About Me:

I am currently a Research Fellow in the Dept. of Statistics at the University of Michigan, Ann Arbor, working with Prof. Edward IonidesI received my PhD in the Dept. of Statistics and Applied Probability at UCSB in 2018, under Mathematics Subject Classification: 60 – Probability Theory and Stochastic Processes, and my Ph.D. adviser is Prof. Jean-Pierre Fouque. Prior to joining the University of Michigan, I was holding a one year position as Research Associate in the Dept. of Applied Math at the Univ. of Washington, Seattle. I am honorably being an invited session organizer of JSM 2021.

My research interest is high-dimensional analysis using stochastic processes, Makov chains, and time series with the Hidden Markov models (HMMs), which are a class of machine learning models that can be used to describe the evolution of observable events that depend on internal factors, which are not directly observable. They are of widespread importance throughout science and engineering, whose  applications include ecology, economics, epidemiology, finance, meteorology, neuroscience, and target tracking, to name a few. 

In discrete time and continuous states HMMs, I co-developed the multivariate Bayesian structure time series model which is a machine learning model with feature selection for dimension reduction; I independently developed the multivariate quantile Bayesian structure time series model for multivariate quantile time series forecast with feature selection for dimension reduction; I am co-tackling the curse of dimension problem with the general nonlinear and non-Gaussian HMM, using the network language with techniques borrowed from statistics physics. 

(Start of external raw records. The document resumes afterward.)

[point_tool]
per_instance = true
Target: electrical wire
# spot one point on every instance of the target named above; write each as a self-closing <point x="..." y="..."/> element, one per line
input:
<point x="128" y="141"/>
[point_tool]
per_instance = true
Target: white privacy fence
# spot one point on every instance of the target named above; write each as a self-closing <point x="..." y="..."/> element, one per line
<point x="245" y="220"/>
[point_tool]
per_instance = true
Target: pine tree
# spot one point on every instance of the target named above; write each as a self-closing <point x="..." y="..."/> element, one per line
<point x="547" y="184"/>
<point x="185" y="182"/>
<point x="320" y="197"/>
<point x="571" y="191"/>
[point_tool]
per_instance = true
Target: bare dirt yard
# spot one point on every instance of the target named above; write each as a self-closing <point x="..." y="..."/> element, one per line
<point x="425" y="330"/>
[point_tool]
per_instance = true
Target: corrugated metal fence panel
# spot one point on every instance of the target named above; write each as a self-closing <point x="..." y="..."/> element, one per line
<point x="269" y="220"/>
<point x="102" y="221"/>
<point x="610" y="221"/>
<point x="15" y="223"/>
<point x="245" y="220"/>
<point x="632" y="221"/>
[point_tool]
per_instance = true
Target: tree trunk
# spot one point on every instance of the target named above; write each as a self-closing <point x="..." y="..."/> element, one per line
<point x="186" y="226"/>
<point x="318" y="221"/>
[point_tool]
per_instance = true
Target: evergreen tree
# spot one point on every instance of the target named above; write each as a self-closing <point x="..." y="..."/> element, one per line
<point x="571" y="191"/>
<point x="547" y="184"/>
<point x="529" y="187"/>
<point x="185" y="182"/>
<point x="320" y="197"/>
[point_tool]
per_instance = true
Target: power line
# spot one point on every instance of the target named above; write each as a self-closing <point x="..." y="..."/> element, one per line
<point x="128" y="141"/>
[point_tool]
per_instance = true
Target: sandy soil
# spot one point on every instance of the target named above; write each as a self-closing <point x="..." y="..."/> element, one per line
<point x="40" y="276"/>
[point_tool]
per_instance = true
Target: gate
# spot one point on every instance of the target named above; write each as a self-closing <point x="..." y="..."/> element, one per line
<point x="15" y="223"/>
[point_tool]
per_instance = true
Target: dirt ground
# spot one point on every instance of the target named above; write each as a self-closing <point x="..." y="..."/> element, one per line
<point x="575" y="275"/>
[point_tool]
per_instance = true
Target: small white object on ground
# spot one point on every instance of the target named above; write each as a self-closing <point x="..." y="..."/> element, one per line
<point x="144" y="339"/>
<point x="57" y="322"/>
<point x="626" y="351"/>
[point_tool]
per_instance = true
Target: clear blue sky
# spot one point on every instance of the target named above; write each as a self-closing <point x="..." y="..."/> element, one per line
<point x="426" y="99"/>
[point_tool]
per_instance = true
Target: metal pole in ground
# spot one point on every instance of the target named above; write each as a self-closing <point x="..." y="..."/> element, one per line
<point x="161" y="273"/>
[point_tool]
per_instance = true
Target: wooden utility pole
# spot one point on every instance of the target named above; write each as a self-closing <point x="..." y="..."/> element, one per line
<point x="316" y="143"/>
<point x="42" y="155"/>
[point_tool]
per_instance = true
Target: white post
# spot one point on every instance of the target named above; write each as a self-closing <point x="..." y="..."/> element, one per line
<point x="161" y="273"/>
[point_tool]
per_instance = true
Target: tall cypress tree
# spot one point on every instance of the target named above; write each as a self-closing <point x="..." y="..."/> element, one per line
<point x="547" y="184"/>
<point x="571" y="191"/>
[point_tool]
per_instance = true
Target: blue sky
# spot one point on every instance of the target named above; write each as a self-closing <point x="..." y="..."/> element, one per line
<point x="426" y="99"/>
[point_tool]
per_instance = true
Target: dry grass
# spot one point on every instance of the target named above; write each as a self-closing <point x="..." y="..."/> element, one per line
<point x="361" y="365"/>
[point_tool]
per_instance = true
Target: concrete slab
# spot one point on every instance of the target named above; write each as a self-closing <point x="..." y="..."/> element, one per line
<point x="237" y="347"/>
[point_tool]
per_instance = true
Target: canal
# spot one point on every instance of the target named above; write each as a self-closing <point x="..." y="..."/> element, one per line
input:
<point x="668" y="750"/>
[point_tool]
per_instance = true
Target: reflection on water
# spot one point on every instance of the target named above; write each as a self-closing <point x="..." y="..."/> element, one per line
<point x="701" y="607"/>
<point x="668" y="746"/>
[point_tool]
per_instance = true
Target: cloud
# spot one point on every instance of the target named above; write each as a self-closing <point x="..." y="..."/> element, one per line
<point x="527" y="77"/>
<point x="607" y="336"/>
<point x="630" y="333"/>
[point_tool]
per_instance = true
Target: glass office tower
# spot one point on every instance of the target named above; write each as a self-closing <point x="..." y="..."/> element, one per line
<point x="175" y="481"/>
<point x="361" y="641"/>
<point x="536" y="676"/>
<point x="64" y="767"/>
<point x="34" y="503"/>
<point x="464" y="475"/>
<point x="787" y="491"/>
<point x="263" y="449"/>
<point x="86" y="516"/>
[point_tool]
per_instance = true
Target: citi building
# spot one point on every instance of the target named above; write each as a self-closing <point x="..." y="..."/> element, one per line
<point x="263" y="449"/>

In continuous time and continuous states HMMs which include stochastic volatility models, I co-established the well-posedness of high-dimensional stochastic volatility models with multivariate reflection boundaries, the asymptotic analysis of the super-hedging valuation problem driven by the uncertain stochastic volatility model in stochastic control, and the linkage between forward-backward hierarchical stochastic volatility styled stochastic differential equation with the viscosity solution of a quasilinear parabolic partial differential equation.    

My research areas include Applied Probability, Statistics, and Network; Stochastic Game, Stochastic Control and Optimization; Math Finance and Math Economics; Machine Learning, Artificial Intelligence, and Data Science. I serve as invited reviewers for Journal of Machine Learning Research, Annals of Applied Probability, Papers in Regional Science, Physical Review E, European Journal of Operation Research, IEEE Transactions on Engineering Management.